Statistics for Differential Expression with More than Two Groups

If you have grouped the arrays in your dataset into more than two groups, the following types of statistical analyses are available:

One-way ANOVA
Two-way ANOVA
T-test with noise distribution

One-way ANOVA Analysis

Use a one-way ANOVA model to compare the within-group variance and the between-group variance of selected groups. You can choose from any of the possible pair-wise contrasts (e.g., Group1 vs. Group 2) or the overall effect of group (factor effect) on the model. When there are more than four groups, you can only use the factor effect. For the pair-wise contrasts, a moderated t-statistic is used to test significance, and for factor effects, a moderated F-statistic is used.

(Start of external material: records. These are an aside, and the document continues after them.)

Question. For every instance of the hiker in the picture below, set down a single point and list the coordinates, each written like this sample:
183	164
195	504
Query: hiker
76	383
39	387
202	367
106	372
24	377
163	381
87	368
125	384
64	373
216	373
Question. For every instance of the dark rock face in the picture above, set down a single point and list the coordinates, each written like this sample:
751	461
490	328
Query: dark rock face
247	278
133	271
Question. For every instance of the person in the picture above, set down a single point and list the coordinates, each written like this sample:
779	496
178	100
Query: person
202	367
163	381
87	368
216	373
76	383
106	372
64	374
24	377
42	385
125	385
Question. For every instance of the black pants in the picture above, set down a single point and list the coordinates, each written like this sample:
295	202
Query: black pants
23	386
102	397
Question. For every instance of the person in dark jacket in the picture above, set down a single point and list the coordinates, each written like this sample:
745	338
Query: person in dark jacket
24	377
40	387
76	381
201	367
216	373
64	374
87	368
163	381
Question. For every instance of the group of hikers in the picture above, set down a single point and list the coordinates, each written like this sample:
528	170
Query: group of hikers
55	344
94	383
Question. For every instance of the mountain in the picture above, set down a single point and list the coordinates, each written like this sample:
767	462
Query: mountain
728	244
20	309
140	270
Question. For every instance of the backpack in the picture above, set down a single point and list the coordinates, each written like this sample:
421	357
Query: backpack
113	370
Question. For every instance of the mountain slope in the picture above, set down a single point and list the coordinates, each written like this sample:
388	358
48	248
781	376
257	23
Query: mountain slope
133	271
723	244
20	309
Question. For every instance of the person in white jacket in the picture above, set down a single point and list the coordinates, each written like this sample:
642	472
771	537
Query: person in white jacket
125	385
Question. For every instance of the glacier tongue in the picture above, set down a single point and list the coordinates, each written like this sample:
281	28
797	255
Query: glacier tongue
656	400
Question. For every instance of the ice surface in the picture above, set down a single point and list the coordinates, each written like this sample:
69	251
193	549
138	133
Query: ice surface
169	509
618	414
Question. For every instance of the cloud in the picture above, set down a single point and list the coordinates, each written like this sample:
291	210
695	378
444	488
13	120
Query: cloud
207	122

For the moderated t-statistic and F-statistic, the standard deviation of the ordinary test is "shrunk" to reflect information that is borrowed across genes (Smyth 2004).

References

Smyth GK (2004). Linear Models and Empirical Bayes Methods for Assessing Differential Expression in Microarray Experiments. Statistical Applications in Genetics and Molecular Biology 3(1), Article 3.

Two-way ANOVA Analysis

T-Test with Noise Distribution Analysis

Use a t-test with noise distribution to determine a list of genes that are differentially expressed between two groups in a replicate experiment, i.e., "high" selected line from replicate 1, "low" selected line from replicate 1, "high" selected line from replicate 2, and "low" selected line from replicate 2. This method was first introduced by Eaves et al. in 2002.

This method involves first calculating a modified t-statistic for each probe(set) for each replicate separately where the traditional sample variances are replaced with a "pooled" variance. The pooled variance is calculated for each group using a weighted mean between the observed variance and a mean local variance. The weights are 2 to 1 where the larger of the two variances is given the larger weight. To calculate the mean local variance, the data is first sorted by mean expression for each probe(set), the mean local variance is then calculated as the mean of the variances of the 250 probe(set)s immediately below the probe(set) of interest and the 250 probe(set)s immediately above the probe(set) of interest.

After t-statistics are calculated for each probe(set) and each replicate, the probe(set)s are separated into two groups. Probe(set)s are placed in the null distribution if their t-statistics show opposite signs in the two replicate experiments. The t-statistics for these experiments are used to generate a null distribution of t-statistics for p-values to be based on. Instead of individual p-values being calculated for each probe(set), an initial p-value threshold is set and it is determined whether or not probe(set)s meet this criteria. Using this method, the type I error rate (p-value) is determined by the product of the following three probabilities:

Probability of a t-statistic greater than the one observed given the gene is not differentially expressed in replicate dataset1 (i.e., in null distribution).
Probability of a t-statistic greater than the one observed given the gene is not differentially expressed in replicate dataset2 (i.e., in null distribution).
Probability of having the two t-statistics showing the same direction of differential expression (i.e. 0.5).

Therefore, the percentiles from the null distribution used to determine 'significance' can be calculated for a specific error rate by taking the square root of the fraction, the probability of having the two t-statistics showing the same direction of differential expression divided by the specified error rate. A gene is considered significant if the observed t-statistic for each replicate is larger than the threshold t-statistic determined from the null distribution for that replicate. Exact p-values are not reported for this statistical method, and therefore, multiple testing corrections cannot be implemented.

References

Eaves IA, Wicker LS, Ghandour G, Lyons PA, Peterson LB, Todd JA, Glynne RJ (2002). Combining mouse congenic strain and microarray gene expression analyses to study a complex trait: The NOD model of type1 diabetes. Genome Research 12:232-243.